Now, you might be wondering how you start a blog - and that's a great question! The way I see it, there are 3 great alternatives:
- Write on Hashnode/Medium/Dev.to. These platforms are by far the easiest way to get started, and they'll help you gain views organically simply by promoting you to other readers. They have great editors and you can get up and running in minutes. Definitely recommend this in the beginning so you can focus on your writing.
- Use WordPress. WordPress is a great blogging engine, somewhat easy to set up, and you'll have full control of your platform. This makes it easier to make it look and feel how you want, but it also requires some more technical know-how to use effectively.
- Use a static site generator + Markdown files. This one is a bit harder to get started with, as it'll demand a bunch of coding effort up-front. But it's also the best way to gain full control and integrate your blog into your personal website.
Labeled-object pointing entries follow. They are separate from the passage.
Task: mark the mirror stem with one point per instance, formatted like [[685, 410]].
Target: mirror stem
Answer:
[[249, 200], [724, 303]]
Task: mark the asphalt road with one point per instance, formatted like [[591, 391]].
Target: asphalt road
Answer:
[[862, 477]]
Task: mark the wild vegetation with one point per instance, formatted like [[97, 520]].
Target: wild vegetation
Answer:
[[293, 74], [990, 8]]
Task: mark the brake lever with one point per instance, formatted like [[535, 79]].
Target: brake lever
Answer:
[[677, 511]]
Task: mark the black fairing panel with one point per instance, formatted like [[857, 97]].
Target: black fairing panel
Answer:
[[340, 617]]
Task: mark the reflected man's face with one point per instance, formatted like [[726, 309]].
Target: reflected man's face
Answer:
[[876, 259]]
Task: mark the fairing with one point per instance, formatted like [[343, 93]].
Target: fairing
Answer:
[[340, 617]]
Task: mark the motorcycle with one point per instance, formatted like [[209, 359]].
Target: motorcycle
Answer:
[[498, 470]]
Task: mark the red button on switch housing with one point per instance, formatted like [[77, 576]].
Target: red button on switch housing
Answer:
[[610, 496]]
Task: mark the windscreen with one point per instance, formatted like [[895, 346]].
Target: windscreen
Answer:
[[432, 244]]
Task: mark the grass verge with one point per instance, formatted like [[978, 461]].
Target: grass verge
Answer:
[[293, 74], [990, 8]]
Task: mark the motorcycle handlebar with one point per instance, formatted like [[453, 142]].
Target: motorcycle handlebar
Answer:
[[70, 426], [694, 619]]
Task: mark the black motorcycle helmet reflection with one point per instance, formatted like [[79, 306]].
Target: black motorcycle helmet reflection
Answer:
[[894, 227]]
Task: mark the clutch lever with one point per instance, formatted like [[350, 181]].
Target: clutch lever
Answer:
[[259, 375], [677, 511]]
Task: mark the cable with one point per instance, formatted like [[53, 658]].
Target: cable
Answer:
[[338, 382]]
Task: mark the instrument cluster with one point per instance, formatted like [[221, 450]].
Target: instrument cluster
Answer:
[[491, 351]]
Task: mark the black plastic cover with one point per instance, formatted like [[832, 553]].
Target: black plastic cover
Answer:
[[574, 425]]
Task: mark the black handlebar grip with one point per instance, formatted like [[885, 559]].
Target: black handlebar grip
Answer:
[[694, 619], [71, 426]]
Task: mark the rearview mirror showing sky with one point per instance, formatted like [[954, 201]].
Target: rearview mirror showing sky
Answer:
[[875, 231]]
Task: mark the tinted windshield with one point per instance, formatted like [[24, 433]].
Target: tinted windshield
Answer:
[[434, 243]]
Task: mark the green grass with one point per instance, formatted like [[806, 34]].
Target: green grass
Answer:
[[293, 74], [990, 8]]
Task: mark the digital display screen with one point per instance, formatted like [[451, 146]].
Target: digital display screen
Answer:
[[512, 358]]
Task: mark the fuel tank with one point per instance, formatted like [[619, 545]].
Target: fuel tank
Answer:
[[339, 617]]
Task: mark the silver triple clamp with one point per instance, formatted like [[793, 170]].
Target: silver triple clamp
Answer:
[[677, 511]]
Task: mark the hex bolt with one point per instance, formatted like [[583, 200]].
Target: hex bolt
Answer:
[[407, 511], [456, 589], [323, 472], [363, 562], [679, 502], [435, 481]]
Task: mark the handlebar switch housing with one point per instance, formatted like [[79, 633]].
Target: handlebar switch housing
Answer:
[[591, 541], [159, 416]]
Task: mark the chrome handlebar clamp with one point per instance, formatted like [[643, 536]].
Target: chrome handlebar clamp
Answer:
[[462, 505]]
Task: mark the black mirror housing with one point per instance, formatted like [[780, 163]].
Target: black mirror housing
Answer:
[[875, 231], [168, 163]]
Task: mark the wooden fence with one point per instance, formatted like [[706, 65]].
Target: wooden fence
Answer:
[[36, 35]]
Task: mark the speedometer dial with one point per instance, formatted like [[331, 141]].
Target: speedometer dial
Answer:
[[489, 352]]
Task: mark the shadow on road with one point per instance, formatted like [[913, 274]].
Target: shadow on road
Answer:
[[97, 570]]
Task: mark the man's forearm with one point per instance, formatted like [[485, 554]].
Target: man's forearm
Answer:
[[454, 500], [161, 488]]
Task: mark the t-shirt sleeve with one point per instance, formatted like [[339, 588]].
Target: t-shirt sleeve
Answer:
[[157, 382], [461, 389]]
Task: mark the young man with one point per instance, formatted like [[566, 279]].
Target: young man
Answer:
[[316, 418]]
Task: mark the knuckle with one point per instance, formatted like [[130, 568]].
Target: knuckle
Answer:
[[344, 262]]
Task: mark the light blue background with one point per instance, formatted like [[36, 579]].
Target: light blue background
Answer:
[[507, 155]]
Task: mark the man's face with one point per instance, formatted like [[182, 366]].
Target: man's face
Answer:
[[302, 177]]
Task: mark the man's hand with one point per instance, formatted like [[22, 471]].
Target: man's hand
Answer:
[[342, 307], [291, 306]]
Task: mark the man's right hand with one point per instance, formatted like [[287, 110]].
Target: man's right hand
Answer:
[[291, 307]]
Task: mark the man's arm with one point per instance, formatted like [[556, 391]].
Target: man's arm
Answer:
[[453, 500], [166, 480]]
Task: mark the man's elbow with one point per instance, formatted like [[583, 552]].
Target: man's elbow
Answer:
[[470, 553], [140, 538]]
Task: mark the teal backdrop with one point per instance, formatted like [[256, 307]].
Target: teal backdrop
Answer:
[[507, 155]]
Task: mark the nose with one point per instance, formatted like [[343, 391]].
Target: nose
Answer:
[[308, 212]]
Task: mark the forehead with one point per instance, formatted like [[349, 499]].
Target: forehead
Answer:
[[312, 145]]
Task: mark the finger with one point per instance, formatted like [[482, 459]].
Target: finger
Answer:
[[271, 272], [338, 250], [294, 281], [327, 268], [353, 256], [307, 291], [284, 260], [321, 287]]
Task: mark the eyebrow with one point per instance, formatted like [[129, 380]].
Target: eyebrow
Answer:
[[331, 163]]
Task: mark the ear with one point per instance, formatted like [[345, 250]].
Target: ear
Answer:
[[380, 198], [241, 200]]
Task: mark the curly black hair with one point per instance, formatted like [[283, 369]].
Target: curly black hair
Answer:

All of the above methods are great, but the most important thing is that you just start writing. Pick a platform and stick with it. Build a backlog of content, then you can always switch later. You want to reduce friction as much as possible so you can focus on getting your articles out there. So with that in mind, here's a clear plan for what you should do next:
Write an article.
The topic doesn't matter, the platform doesn't matter. It doesn't even need to be a long or insightful article. Just open a text file and get going. Write about something interesting that you did or learned. Let the thoughts flow freely. When you've reached a natural stopping point, publish it. Don't worry about perfection, or whether or not anyone is going to read it or agree with it. Just get it out there.
Sooner or later, you'll come to love writing - and it will be a huge asset throughout your entire development career.